Trace Driven Approach for Testing and Debugging Concurrent Programs

Mahmoud Said, Western Michigan University


In the era of multi-core systems, concurrent application development will most likely become the main archetype in software applications; and despite the effort and complexity required to develop concurrent software, utilizing the processing power of the rising rate of multi-core hardware will mandate that transition. Nevertheless, concurrent software is susceptible to concurrency problems and defects that can escape traditional testing and debugging techniques. This research introduces practical tools and methodologies to exploit runtime execution traces to simplify the process of testing and debugging concurrent applications. First, we propose a coverage-guided systematic testing framework that uses runtime execution traces to learn ordering constraints over shared object accesses and select only high-risk interleaving in future tests. Thus, it can increase the coverage of important concurrency scenarios with a reasonable cost and detect most of the concurrency bugs in practice. Second, we utilize symbolic analysis, based on SMT solvers, to introduce two effective execution-replay techniques: 1) record and replay a shared-memory multi-threaded program for multi-processor execution; and 2) predictive framework to generate concurrent program schedules with data race defects. More specifically, the record and replay solution can construct shared-memory dependencies between threads off-line during replay. The proposed solution significantly reduces the complexity of hardware support required for enabling replay. Our prototype shows that constructing shared-memory dependencies off-line reduces the recording overhead to 1%. In the predictive framework, the tool searches for a concrete thread schedule with a data race in non-erroneous execution trace of a program.
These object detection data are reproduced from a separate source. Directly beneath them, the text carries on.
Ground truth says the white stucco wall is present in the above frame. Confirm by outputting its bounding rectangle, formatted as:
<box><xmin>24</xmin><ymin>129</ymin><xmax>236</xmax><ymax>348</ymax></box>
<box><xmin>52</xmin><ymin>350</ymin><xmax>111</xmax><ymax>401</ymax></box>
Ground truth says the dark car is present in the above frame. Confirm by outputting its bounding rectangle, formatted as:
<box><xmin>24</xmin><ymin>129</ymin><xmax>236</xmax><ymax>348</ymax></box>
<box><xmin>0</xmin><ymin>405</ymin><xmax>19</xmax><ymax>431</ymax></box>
If such schedule exists, it will generate a complete execution schedule, called witness, which later can be used to trigger the data race by deterministically replaying the execution. The proposed framework eliminates the need to re-run and track the execution until a data race manifests which is usually required to capture a trace containing such defect. Evaluation results show that our analysis is scalable enough for a post-mortem analysis to help programmers better understand the data races.